In a significant move towards regulating digital currencies, Travis Hill, the Acting Chairman of the U.S. Federal Deposit Insurance Corporation (FDIC), revealed plans to introduce new regulatory measures for stablecoin issuers during his testimony before the House Financial Services Committee. These regulations are part of the initiative under the U.S. Stablecoin National Innovation Guidance and Establishment Act, commonly known as the GENIUS Act.

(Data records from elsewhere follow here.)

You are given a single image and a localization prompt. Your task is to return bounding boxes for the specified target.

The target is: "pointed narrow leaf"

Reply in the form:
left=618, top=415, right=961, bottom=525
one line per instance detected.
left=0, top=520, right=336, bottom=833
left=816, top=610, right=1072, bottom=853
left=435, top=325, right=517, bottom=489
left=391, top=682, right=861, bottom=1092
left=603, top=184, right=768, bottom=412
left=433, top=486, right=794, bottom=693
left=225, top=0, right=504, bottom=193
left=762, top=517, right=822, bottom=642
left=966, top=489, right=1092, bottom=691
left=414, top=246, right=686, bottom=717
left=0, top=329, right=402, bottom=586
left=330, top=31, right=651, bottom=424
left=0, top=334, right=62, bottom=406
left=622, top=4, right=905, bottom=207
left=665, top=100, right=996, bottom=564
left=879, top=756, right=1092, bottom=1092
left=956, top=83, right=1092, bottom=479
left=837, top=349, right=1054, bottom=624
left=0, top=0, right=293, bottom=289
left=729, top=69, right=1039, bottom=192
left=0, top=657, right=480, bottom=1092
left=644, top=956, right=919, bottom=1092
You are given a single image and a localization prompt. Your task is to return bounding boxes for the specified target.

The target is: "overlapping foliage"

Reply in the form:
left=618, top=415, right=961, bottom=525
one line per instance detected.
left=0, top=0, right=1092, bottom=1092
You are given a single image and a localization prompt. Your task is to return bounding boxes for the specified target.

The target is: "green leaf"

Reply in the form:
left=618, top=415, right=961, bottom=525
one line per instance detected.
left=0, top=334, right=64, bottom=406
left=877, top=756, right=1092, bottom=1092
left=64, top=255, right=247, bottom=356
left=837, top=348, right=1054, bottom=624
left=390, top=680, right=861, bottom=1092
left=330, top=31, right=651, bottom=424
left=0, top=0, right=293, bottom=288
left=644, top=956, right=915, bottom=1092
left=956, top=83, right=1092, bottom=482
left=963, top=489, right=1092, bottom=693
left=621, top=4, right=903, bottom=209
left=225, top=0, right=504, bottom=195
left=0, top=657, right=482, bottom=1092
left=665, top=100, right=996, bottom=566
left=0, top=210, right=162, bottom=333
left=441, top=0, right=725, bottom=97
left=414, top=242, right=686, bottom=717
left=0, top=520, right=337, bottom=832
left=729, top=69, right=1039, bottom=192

Framework for Stablecoin Providers

The forthcoming set of rules will serve as a framework for stablecoin providers seeking federal oversight, establishing a clear application process. Expected in early 2024, these regulations will include further prudential standards specifically tailored for FDIC-regulated payment stablecoins, emphasizing essential criteria such as:

  • Capital adequacy
  • Liquidity management
  • Quality of reserve assets

Collaboration and Public Input

This initiative is supported by the collaboration between the FDIC, the Treasury department, and various other regulatory agencies as they enhance their duties in relation to the GENIUS Act. The proposed regulations will be open for public commentary prior to their formal adoption, allowing stakeholders an opportunity to provide input.

Tokenized Deposits and Ongoing Hearings

Additionally, Hill noted that the agency is crafting more detailed guidance concerning the regulatory classification of ‘tokenized deposits’, an issue brought to light by recommendations from the President’s Working Group on Financial Markets. The ongoing hearing will also feature insights from other key financial regulators, including a representative from the Federal Reserve.

Federal Reserve’s Role

Notably, Michelle Bowman, the Federal Reserve’s Vice Chair for Supervision, indicated that the Fed is actively developing its own regulatory framework for stablecoin issuers, aligning with the capital, liquidity, and risk diversification standards set by the GENIUS Act.